北方4島は我国の固有の領土であると言い続けてきたが、ここにきて両国の痛み分けともとれるような発想はどこから出てくるのか疑問に思う向きもある。
2004年に中ロ国境紛争は最後まで残ったヘイシャーズ島とアバガイド島の両国それぞれ半分ずつを得ることで決着を見た国境問題の解決方式としての「フィフティ・フィフティ原則」がある。
中ロの国境紛争問題は北方領土問題とは違い、大陸での問題で陸続きという地理的な違いがある。また中ロの場合、ロシア帝国と清との不平等条約に端を発する帝国主義時代の残滓で中国側に不当に領土を奪われたという被害者意識が強い。北方領土問題の場合は海洋という地理的状態であり、4島はこれまで一度も実行支配されたことのない地での第2次大戦という戦争に起因している。そんな違いがある。
4島4島と連呼するだけではなんの解決にもならない。ほんとうに北方領土問題を解決したいと思うならば、いろいろな案があってもいいのではないかと主張する立場の識者がでてきた。またプーチン大統領の権力が持続している2008年までには解決したいと考えている向きもある。「両国が同じような熱意と誠意を見せれば和解は可能である」と指摘する向きもある。ところで中ロの解決はすんなりと進んだものだろうか。69年のダマンスキー島での大規模な軍事衝突は全面戦争や核戦争にエスカレートする寸前であった。そこから政治解決の道を探っていったという経緯がある。
中国側の戦略の集大成としては印度とも和解し資源外交に集中しうる地盤はこれでようやく整った。次いで台湾問題へすべてを集中しうる状況も築いた。そんな方向性が垣間見られる。中国にとって実行支配もしていないところなど切り捨てても係争をなくして交易にシフトしたほうが国益にかなったと判断しての選択に映る。今の中国の自信は150年前にロシアが弱体化した清になしたように弱体化したロシアを恫喝して再割譲しうる力量を孕んでいると指摘する向きもある。 我国は目先の解決を焦るあまりに将来に禍根を残すことだけは避けなければいけないと指摘する意見がある。
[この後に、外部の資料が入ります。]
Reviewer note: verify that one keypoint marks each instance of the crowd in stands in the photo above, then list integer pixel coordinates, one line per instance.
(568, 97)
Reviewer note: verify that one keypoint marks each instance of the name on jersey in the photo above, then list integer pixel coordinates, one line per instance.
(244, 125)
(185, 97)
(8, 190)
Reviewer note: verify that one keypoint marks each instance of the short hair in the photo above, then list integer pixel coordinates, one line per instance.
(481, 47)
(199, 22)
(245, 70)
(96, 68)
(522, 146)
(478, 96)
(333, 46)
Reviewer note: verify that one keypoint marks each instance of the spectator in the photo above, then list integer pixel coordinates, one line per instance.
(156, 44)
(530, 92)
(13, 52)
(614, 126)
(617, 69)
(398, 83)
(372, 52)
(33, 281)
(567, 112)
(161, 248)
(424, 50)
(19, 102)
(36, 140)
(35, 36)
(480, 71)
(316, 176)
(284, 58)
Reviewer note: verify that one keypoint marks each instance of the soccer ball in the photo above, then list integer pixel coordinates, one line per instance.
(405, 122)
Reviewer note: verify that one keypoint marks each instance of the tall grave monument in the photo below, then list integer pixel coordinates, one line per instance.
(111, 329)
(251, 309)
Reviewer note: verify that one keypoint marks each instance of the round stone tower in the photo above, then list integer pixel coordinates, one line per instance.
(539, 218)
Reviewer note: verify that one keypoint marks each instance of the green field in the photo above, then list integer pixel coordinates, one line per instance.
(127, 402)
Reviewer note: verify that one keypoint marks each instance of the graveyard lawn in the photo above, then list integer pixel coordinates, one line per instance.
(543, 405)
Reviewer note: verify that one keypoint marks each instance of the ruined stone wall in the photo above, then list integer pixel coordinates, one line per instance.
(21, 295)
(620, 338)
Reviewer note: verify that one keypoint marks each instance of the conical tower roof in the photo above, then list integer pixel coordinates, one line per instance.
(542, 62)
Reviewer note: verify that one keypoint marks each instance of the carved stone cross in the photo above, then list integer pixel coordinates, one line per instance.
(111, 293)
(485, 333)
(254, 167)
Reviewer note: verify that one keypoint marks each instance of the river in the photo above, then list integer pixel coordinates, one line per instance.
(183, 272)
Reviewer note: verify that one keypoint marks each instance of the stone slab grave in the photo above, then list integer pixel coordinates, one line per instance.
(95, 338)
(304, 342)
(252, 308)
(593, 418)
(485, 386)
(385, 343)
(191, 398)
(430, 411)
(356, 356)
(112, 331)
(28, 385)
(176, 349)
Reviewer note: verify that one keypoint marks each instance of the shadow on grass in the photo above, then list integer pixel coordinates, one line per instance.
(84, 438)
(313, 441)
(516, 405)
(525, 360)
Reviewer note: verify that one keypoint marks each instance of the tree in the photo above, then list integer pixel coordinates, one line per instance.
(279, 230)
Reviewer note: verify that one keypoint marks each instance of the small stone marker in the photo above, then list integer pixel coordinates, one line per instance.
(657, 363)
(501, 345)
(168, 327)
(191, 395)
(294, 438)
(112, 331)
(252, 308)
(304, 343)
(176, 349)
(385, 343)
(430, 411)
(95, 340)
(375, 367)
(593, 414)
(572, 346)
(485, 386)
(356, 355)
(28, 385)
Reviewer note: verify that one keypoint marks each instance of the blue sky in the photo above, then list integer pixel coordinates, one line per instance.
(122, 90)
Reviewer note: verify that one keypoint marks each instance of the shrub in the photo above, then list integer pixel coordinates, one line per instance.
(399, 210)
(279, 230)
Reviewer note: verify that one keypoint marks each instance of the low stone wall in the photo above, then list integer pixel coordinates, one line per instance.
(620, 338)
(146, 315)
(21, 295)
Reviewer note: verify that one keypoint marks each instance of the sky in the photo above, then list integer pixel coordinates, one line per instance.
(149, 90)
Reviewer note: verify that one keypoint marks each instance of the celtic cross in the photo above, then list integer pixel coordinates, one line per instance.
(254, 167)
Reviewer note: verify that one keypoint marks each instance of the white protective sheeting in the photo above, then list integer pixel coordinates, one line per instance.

世界から「国家の根幹にかかわる大原則を平気で捨て去る国」と蔑すまされないようにと危惧する声もある。
ところでKGB政権であるプーチンのしたたかさにはたして熱意と誠意が通じるであろうか。2島プラスαを振りかざすことで失うものの大きさを指摘する識者もいる。
ただ平和条約を締結していない状態で主立った軍事紛争も起こらずに来ていることに英知はどこかに残されてあるのかもしれない。